Currently, the effective CIT percentages are as follows:
i. Company profit below RMB 1 million – will have an effective CIT rate of 2.5%;
This is based on a 20% CIT rate applied to 12.5% of a company’s taxable income amount for the proportion of their taxable income up to RMB 1 million.
ii. Company profit between RMB 1 million and RMB 3 million – will have an effective CIT rate of 5%;
This is based on a 20% CIT rate applied to 25% of a company’s taxable income amount for the proportion of their taxable income between RMB 1 million and RMB 3 million.
iii. Company profit above RMB 3 million – will have a standard CIT rate of 25%.
To learn more about China’s Corporate Income Tax framework and how small and low profit companies are defined, please refer to our CIT overview article.
Temporary VAT exemption for Small-scale VAT Payers
With the introduction of China’s new VAT Law, which came into effect on 1 January 2026, the VAT framework for small-scale taxpayers has been updated.
From 1 January 2026 to 31 December 2027, small-scale taxpayers benefit from a reduced VAT levy rate of 1% on their taxable transactions (down from the standard 3% small-scale rate). Additionally, small-scale VAT taxpayers whose total monthly sales do not exceed RMB 100,000 (or quarterly sales that do not exceed RMB 300,000) remain fully exempt from VAT on their sales income.

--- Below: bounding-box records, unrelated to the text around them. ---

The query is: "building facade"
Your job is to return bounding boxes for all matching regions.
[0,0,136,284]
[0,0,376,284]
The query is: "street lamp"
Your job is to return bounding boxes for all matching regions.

Important to note here is that the exemption on VAT only applies to the issuing of normal fapiaos. If a small-scale VAT payer issues a special VAT fapiao, the tax rate will return to the standard rate of 3%. As such, there is no longer a lower VAT rate applied for special fapiaos, which was lowered to 1% under the previous policy. However, for companies issuing normal VAT fapiaos, the decrease to 0% VAT is a very much welcomed reduction.
Additionally, small-scale VAT taxpayers whose total monthly sales do not exceed RMB 100,000 (or quarterly sales that do not exceed RMB 300,000) remain fully exempt from VAT on their sales income.
Further Implementation of VAT Refund Mechanism
To improve the cash flow of enterprises and promote employment and consumption-driven investment, the government is expanding the implementation of the VAT refund mechanism.
Since 1 April 2019, only qualified taxpayers could apply for a refund of excess input VAT, instead of carrying the full amount forward to the next accounting period. However, taxpayers were only allowed to refund 60% of the available uncredited input VAT. Additionally, there was also a requirement that the incremental uncredited input VAT had to remain positive for 6 consecutive months or 2 consecutive quarters, and the total amount should be no less than 500,000 RMB.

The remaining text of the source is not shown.